Nos melancólicos versos de "Diário de Porto Pim", Fernando Moreira Salles apresenta o outro lado da história dos grandes desbravadores do passado
Fernando Moreira Salles, autor de “Diário de Porto Pim”
01/07/2021

Diário de Porto Pim, de Fernando Moreira Salles, é um livro de poemas que se coloca, desde o título, na tradição literária dos diários dos navegadores, descobridores — e dos náufragos. Os grandes empreendimentos, as grandes navegações. Os registros dessa tradição podem ser subdivididos entre os que relatam o que ocorreu, os que chegaram e colonizaram a terra visada e os que naufragaram e enviaram mensagens em garrafas, torcendo por um barco no horizonte.
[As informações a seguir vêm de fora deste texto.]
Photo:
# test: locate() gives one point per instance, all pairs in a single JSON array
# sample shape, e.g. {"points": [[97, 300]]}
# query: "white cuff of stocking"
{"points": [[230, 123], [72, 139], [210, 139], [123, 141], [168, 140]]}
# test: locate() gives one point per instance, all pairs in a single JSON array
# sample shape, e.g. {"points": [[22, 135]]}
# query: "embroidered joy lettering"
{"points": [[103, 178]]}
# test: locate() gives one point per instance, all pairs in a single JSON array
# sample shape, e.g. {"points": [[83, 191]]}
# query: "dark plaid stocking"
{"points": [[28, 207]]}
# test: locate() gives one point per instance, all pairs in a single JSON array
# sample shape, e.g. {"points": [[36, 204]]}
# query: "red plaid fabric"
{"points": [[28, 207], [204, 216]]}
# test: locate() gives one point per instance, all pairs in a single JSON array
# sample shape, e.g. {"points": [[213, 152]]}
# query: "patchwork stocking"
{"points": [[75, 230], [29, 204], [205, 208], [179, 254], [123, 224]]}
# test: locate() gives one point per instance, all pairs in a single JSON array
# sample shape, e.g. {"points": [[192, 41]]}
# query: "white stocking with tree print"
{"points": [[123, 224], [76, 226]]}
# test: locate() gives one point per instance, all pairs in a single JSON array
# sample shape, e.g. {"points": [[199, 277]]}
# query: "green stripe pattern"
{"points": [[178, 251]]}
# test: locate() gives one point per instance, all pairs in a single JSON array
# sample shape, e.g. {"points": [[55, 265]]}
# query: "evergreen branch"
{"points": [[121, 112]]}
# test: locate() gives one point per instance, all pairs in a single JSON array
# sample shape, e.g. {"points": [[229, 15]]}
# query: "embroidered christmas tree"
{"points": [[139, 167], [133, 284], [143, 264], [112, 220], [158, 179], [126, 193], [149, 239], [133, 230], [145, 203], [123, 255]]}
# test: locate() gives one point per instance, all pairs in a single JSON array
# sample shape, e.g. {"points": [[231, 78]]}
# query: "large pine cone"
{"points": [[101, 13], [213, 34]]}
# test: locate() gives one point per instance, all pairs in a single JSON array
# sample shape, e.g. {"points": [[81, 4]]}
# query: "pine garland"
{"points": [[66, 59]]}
Nem um, nem outro, Diário de Porto Pim é o registro negativo: em suas páginas, vemos a anotação do que não foi realizado. Uma melancolia infinita ocupa as suas páginas, como uma mancha que impede a realização de qualquer experiência. À primeira vista, seus poemas seriam herdeiros de Camões (citado indiretamente na obra), mas um olhar mais acurado poderia compreendê-los como legatários da herança negativa de Brás Cubas, o célebre personagem do romance de Machado de Assis. Salles diz: “No caminho/ não plantei/ nem pisei canteiros// No caminho/ não plantei/ aquela flor”. Cubas escreve o último capítulo de sua história como um “todo de negativas”, arrematando: “Não tive filhos, não transmiti a nenhuma criatura o legado da nossa miséria”.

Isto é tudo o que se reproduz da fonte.